Why does Congress care about regulating how accurately or fairly these agencies are reporting your credit history to other entities like banks or employers? Let’s look to the source – Congress included a “findings and statement of purpose” to explain why our elected politicians thought this was so important.
Here are the four main reasons Congress found for regulating this industry:
- “The banking system is dependent upon fair and accurate credit reporting. Inaccurate credit reports directly impair the efficiency of the banking system, and unfair credit reporting methods undermine the public confidence which is essential to the continued functioning of the banking system.
- An elaborate mechanism has been developed for investigating and evaluating the credit worthiness, credit standing, credit capacity, character and general reputation of consumers.
- Consumer reporting agencies have assumed a vital role in assembling and evaluating consumer credit and other information on consumers.
- There is a need to insure that consumer reporting agencies exercise their grave responsibilities with fairness, impartiality, and a respect for the consumer’s right to privacy.” 15 U.S.C. 1681.
In other words, if credit reports are not properly maintained and accurately reported…
-We risk the effective functioning of the banking system (wait, didn’t that happen in 2008 already? Subprime mortgage crisis in the banking system? I digress.);
-Your general worth as an individual is wrapped up in your credit report, at least, to financial institutions and employers and possible future dates who like to do their “due diligence” before going on a blind date (I kid. Sort of.)
-Credit reporting agencies are basically the gatekeepers of this information and they should be accountable to the consumers for screwing up that information (if they screw it up)
-Oh, and respect the consumer’s privacy. I think there’s always some lip service done to protect the bounds of each citizen’s privacy.
So basically, if you haven’t noticed, there is a complex web that has been woven in the U.S. around consumer credit reports. These data-driven pockets of information that many, many people rely on to make decisions about loans, employment, or renting a home to someone have been recognized by Congress as important enough to provide for consequences if these pockets of information contain mistakes.

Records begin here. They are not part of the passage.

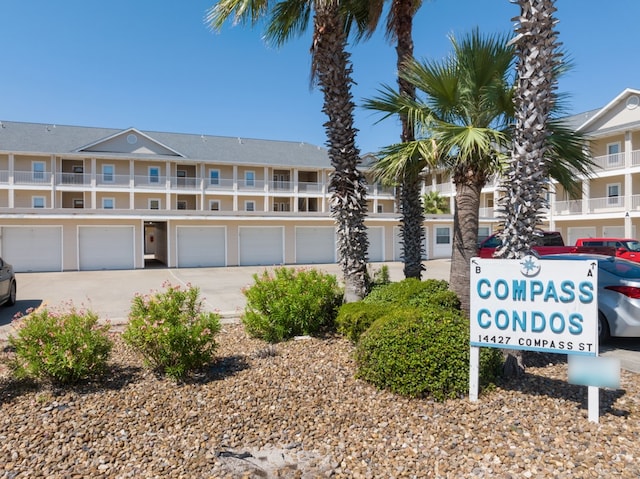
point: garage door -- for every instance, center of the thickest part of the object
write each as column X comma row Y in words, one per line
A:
column 397, row 245
column 201, row 246
column 33, row 248
column 261, row 245
column 105, row 247
column 315, row 244
column 376, row 243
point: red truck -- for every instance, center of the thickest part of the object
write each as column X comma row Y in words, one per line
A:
column 626, row 248
column 549, row 242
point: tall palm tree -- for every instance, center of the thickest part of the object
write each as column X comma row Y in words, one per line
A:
column 399, row 28
column 331, row 69
column 461, row 125
column 464, row 125
column 523, row 203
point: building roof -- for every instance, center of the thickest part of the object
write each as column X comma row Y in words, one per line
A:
column 40, row 138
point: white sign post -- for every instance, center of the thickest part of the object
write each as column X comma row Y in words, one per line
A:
column 536, row 305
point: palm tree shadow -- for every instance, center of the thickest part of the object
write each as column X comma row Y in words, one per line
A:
column 536, row 385
column 220, row 369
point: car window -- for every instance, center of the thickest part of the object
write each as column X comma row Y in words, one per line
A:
column 492, row 242
column 623, row 269
column 631, row 245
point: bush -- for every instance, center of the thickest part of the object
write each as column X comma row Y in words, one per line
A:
column 355, row 318
column 422, row 352
column 60, row 347
column 171, row 331
column 402, row 292
column 291, row 303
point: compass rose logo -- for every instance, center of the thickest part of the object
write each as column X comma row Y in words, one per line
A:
column 530, row 266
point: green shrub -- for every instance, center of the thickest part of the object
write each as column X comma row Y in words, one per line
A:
column 171, row 331
column 402, row 292
column 60, row 347
column 419, row 352
column 291, row 303
column 355, row 318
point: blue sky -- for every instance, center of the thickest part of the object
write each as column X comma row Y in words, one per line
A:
column 155, row 65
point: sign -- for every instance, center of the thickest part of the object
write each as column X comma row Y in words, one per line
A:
column 535, row 304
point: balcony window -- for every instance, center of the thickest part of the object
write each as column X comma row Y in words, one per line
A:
column 214, row 177
column 38, row 170
column 154, row 174
column 108, row 173
column 250, row 178
column 613, row 194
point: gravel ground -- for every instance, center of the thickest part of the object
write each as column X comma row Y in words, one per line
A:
column 295, row 410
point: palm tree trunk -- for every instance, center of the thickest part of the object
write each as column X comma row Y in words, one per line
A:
column 331, row 66
column 412, row 231
column 526, row 181
column 469, row 184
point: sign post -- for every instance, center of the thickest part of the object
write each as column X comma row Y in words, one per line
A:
column 536, row 305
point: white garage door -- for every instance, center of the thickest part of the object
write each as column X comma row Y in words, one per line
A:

Because the last thing you need is some blip on your credit report that affects all of your future dealings in home ownership, car ownership, employment, or ability to take out any kind of loan. Especially if that blip is a mistake. It shouldn’t be on your credit report in the first place.
Unfortunately, mistakes are common and prolific in the credit reporting industry, and Congress recognized this.

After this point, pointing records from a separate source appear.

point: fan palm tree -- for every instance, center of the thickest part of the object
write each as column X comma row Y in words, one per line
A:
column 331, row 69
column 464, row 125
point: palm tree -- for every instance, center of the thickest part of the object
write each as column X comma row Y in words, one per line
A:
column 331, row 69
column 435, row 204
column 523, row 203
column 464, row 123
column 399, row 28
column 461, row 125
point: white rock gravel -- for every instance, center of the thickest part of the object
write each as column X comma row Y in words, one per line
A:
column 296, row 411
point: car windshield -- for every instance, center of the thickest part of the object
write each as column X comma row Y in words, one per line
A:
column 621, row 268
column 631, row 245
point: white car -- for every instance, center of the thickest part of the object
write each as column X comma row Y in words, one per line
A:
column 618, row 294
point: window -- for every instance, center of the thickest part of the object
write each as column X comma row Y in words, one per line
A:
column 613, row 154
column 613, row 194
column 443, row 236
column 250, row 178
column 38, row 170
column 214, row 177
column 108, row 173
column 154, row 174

And Congress created a call to action! Put down your pitchforks, put out your flaming torch, because Congress, through the FCRA, requires (wait for it!)…. that consumer reporting agencies adopt “reasonable procedures.”

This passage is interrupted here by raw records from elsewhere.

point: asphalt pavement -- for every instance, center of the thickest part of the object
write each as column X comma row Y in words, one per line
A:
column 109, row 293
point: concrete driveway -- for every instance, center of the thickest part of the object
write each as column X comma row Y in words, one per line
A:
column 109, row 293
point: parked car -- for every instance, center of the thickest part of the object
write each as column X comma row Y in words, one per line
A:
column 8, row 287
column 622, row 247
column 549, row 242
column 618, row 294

“It is the purpose of this title to require that consumer reporting agencies adopt reasonable procedures for meeting the needs of commerce for consumer credit, personnel, insurance, and other information in a manner which is fair and equitable to the consumer, with regard to the confidentiality, accuracy, relevancy, and proper utilization of such information in accordance with the requirements of this title.” 15 U.S.C. 1681.
Wah wah. Does that leave you wanting a little more meat on the bones to chew on? In later blog posts, I’ll break down some of the FCRA’s definitions, violations, and penalties to see what kind of teeth the FCRA has to protect your credit reports.